Dropbox ist seit einigen Tagen auch mit einer Niederlassung in Deutschland, genauer gesagt in Hamburg vertreten. Aufgabe des neue Büros ist es, sich um die ungefähr 30 Millionen Nutzer in Deutschland, Österreich und der Schweiz zu kümmern. Dies erklärte Oliver Blüher, Deutschlandchef des kalifornischen Unternehmens, in einem Gespräch mit der dpa. Zu den Nutzern zählten in der Region derzeit auch rund 4.000 zahlende Unternehmen. Weltweit hat der Cloud-Anbieter nach Angaben von Blüher etwa 500 Millionen Nutzer, 40 Prozent kämen aus der Region Europa zusammen mit dem Mittleren Osten und Afrika (EMEA).


Nicht zuletzt um auch die zahlenden Unternehmen zu überzeugen, bereitet Dropbox für die Kunden eine Datenspeicherung auf deutschem Boden vor.

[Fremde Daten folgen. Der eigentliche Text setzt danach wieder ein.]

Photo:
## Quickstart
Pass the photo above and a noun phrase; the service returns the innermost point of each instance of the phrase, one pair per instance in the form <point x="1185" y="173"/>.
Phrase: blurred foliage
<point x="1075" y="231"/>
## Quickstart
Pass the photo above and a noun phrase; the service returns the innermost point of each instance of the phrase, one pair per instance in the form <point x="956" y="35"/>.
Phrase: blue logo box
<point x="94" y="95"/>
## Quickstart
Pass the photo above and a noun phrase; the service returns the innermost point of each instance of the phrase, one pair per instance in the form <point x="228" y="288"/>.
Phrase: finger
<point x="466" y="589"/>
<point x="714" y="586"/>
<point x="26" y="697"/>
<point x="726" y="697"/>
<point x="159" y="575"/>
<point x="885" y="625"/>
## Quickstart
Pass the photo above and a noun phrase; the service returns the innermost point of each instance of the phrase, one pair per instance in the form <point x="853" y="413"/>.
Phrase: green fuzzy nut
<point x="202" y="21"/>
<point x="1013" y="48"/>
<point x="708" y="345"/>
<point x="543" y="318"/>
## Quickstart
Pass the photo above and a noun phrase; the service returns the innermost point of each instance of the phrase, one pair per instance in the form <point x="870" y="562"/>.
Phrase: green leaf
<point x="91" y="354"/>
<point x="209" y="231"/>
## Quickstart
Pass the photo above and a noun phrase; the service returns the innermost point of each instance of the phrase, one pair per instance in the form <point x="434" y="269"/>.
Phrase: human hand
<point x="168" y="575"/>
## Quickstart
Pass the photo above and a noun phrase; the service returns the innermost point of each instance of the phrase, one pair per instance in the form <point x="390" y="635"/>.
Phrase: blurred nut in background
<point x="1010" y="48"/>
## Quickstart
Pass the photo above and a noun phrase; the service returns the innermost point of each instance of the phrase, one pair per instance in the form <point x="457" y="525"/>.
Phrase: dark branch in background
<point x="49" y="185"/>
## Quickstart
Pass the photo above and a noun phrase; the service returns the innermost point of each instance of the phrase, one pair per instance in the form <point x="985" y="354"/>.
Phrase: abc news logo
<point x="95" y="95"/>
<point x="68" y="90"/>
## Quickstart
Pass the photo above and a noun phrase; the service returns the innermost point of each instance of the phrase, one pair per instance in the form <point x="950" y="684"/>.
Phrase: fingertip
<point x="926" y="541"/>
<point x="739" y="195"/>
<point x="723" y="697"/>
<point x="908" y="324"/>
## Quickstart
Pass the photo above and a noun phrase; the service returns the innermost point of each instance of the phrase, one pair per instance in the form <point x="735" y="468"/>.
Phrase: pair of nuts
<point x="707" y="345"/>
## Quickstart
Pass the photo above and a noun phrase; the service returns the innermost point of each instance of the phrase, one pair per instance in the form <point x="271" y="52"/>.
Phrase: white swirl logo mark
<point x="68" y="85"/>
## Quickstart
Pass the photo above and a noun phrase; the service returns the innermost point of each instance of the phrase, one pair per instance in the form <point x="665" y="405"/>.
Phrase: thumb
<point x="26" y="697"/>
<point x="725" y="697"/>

Nachfrage nach lokaler Speicherung

Um der steigenden Nachfrage nach lokaler Speicherung nachzukommen, plant Dropbox, vom dritten Quartal an die Daten europäischer Unternehmenskunden in einem von Amazon betriebenen Rechenzentrum in Frankfurt am Main lokal vorzuhalten. Nicht nur in Deutschland, sondern europaweit gebe es unter den Nutzern eine sehr starke Nachfrage nach lokaler Speicherung, erklärte Dropbox-Managerin Adrienne Gormley. Auch andere Cloud-Anbieter sind nach den NSA-Enthüllungen verstärkt dazu übergegangen, Daten in Europa und unter anderem Deutschland zu speichern.

Für die Sicherheit der Daten arbeitet Dropbox zudem mit dem Ausburger Anbieter Boxcryptor zusammen. Mit der Anwendung können Nutzer ihre Daten verschlüsseln, bevor sie sie in die Cloud geben.

Kundenstamm in Deutschland

In den vergangenen zwei Jahren habe sich der Kundenstamm in Deutschland verdreifacht. Zu den Kunden zählten unter anderem die Tui Group oder Expedia sowie das Deutsche Institut für Entwicklungspolitik. Hamburg ist für Dropbox nach London, Paris und Amsterdam die vierte Länder-Niederlassung in Europa.